Version 0.9 released

Highlights of this release are many new random number generators, performance improvements, new matching algorithms, nicer internal code and many other smaller fixes and improvements.

Download this release from the download section.

New features

  • added support for most of the random number generators provided by Numpy which were not already supported by LIAM2: beta, chisquare, dirichlet, exponential, f, gamma, geometric, hypergeometric, laplace, lognormal, multivariate_normal, noncentral_chisquare, noncentral_f, pareto, power, rayleigh, standard_cauchy, standard_exponential, standard_gamma, standard_normal, standard_t, triangular, vonmises, wald, weibull, zipf, binomial, logseries, negative_binomial, poisson and multinomial (see the random functions section for details). Closes issue 137.

  • added the rank_matching() function as an alternative method to match two sets of individuals. Based on pull request 136 from Alexis Eidelman.

  • added an optional “algo” argument to the matching() function, which can be set to either “onebyone” or “byvalue”.

    • “onebyone” is the current default and should give the same result as previous versions.
    • “byvalue” groups individuals by their value for all the variables involved in both the score and orderby expressions, and match groups together. Depending on whether all individuals have different combination of values or not, this can be much faster than matching each individual in turn. It is highly encouraged to use this option as it is much faster in most cases and it scales better (O (N1g*N2g) instead of O(N1*N2) where N1g and N2g are the number of combination of values in each set and N1 and N2 are the number of individuals in each set). However, the results are NOT exactly the same than in previous versions, even though they are both correct. This means that simulation results will be harder to compare against simulation results obtained using previous versions. This will be the new default value for version 0.10. Please also note that this new option is only available if the C extensions are installed. In our test models on actual data, this version ran from 50% faster to 3x faster.

    This code is based on the optimized_matching work from pull request 144 by Alexis Eidelman.

  • added the possibility to automatically generate an order in matching() by using the special value ‘EDtM’ for its orderby argument. Based on pull request 136 from Alexis Eidelman.

  • added an optional ‘pool_size’ argument to matching(). If used, the best match for an individual is looked for in a random subset of size pool_size. Based on pull request 136 from Alexis Eidelman.

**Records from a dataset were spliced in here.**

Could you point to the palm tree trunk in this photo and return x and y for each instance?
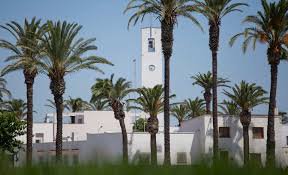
(246, 143)
(214, 33)
(245, 119)
(29, 80)
(124, 141)
(207, 97)
(167, 46)
(270, 147)
(59, 111)
(57, 87)
(153, 149)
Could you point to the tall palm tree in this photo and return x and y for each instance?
(167, 12)
(206, 82)
(269, 27)
(116, 93)
(195, 107)
(76, 105)
(229, 108)
(64, 54)
(25, 53)
(180, 112)
(98, 104)
(215, 11)
(246, 96)
(17, 106)
(3, 89)
(151, 101)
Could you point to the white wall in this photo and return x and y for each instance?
(108, 146)
(151, 78)
(94, 122)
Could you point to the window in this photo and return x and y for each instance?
(37, 141)
(151, 45)
(159, 148)
(39, 137)
(258, 132)
(181, 158)
(75, 159)
(224, 132)
(151, 68)
(224, 155)
(255, 158)
(80, 120)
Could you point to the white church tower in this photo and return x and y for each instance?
(152, 63)
(151, 57)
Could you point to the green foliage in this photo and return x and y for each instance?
(111, 90)
(65, 53)
(247, 96)
(76, 105)
(268, 26)
(151, 100)
(10, 128)
(205, 81)
(230, 108)
(16, 106)
(139, 125)
(215, 10)
(167, 10)
(195, 107)
(26, 50)
(180, 112)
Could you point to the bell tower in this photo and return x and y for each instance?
(151, 57)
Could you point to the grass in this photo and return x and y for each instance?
(92, 169)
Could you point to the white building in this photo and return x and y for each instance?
(96, 135)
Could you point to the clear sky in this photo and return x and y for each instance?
(104, 19)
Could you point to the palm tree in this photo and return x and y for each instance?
(151, 101)
(98, 104)
(76, 105)
(229, 108)
(115, 92)
(64, 54)
(180, 112)
(269, 27)
(195, 107)
(246, 96)
(3, 89)
(206, 82)
(25, 53)
(17, 106)
(214, 11)
(167, 12)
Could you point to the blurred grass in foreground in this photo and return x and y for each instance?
(220, 168)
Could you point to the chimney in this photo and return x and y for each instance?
(276, 111)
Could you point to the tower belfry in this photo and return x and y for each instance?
(151, 57)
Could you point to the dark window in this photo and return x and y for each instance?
(181, 158)
(37, 141)
(39, 135)
(75, 159)
(151, 45)
(255, 158)
(258, 132)
(72, 119)
(224, 132)
(224, 155)
(80, 121)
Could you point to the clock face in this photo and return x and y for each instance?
(151, 67)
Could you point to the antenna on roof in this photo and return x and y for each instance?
(150, 25)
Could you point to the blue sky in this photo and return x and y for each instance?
(104, 19)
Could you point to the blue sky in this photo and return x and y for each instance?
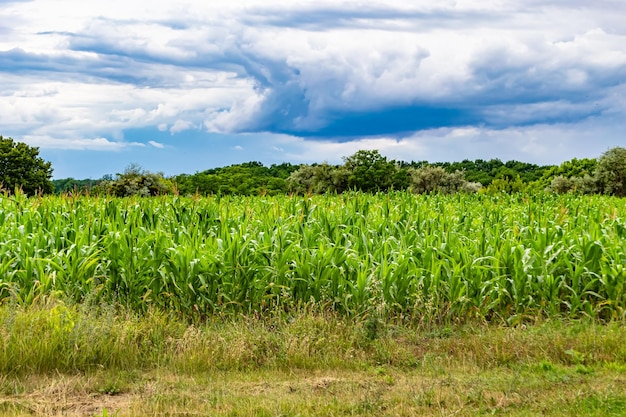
(180, 87)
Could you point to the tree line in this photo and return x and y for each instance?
(365, 170)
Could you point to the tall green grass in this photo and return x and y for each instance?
(428, 258)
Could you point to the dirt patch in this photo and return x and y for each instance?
(67, 406)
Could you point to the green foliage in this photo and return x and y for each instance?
(430, 179)
(434, 258)
(611, 172)
(71, 185)
(21, 167)
(250, 178)
(318, 179)
(137, 181)
(369, 171)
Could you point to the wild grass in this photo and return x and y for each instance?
(67, 360)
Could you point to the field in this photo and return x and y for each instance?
(356, 304)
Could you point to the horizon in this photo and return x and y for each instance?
(194, 86)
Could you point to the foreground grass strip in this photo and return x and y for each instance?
(59, 359)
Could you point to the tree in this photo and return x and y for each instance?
(611, 172)
(370, 171)
(430, 179)
(137, 181)
(21, 167)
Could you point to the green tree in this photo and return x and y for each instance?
(430, 179)
(137, 181)
(370, 171)
(21, 167)
(611, 172)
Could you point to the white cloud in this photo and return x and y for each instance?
(96, 144)
(73, 70)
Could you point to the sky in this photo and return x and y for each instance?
(180, 87)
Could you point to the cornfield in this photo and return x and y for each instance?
(437, 257)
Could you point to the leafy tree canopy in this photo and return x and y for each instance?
(21, 167)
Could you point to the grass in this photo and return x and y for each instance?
(115, 362)
(359, 305)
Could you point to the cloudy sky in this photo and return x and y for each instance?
(184, 86)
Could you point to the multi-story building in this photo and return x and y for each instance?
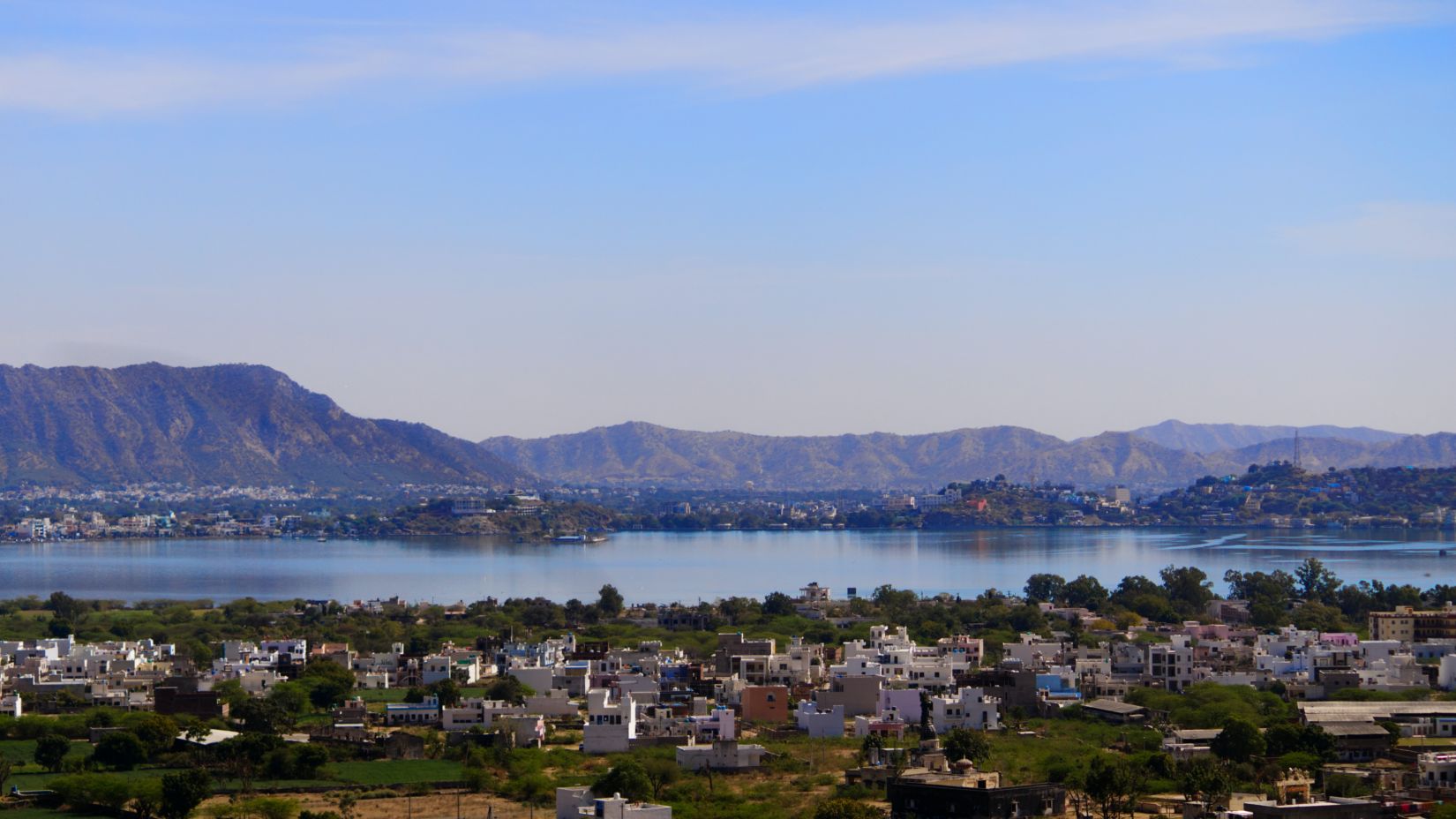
(611, 723)
(1410, 626)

Miscellaneous improvements

  • updated bundled dependencies to their latest version. The numpy upgrade to version 1.9 brings some performance improvements in various areas (our test simulation runs approximately 15% faster overall).
  • large internal refactoring
    • it is now easier to define new functions (there is much less code to write).
    • all arguments to all functions can now be expressions. Closes issue 5.
    • cleaner variable scopes. Eliminates a whole class of potential problems when using two fields with the same name but a different entity (via a link) in the same expression. Closes issue 41.
  • cache some internal structure so that it is not recomputed over and over, which improves overall performance by a few percents in some cases, especially when computing many “small” expressions as is often the case in one-by-one matching() (which improved in our tests by 10-20%).
  • remove() can now be called without filter argument (it removes all individuals)
  • better and more consistent error messages when calling functions with incorrect arguments (too few, too many, ...)
  • use input/path as the base directory for loading .csv globals (those using an explicit “path”) instead of using the directory of the HDF input file.
  • nicer string representation of some expressions (this only affects qshow and groupby).
  • the –versions command-line argument now also shows versions for optional dependencies (if present).
  • improved many tests, especially the ones for matching().

Fixes

  • fixed the “view” command (to launch ViTables – via F9 for example) in the 64 bit bundle. This was a regression in 0.8.2. Closes issue 147.

  • fixed computing most expressions involving arrays with more than one dimension. It only worked if all the arrays involved were based on the same “source” array (which was the case in our tests).

  • assertEqual fails gracefully when comparing two arrays with different shapes.

  • fixed global fields colliding with fields with the same name from other (global) tables.

  • fixed expressions like:

    if(filter_expr, align(..., array[scalar], ...), False)
    

    and made all if(expr, GLOBAL[scalar_value], ...) expressions faster in the process.

  • fixed a rare problem with some expressions using scalars returned by aggregate functions.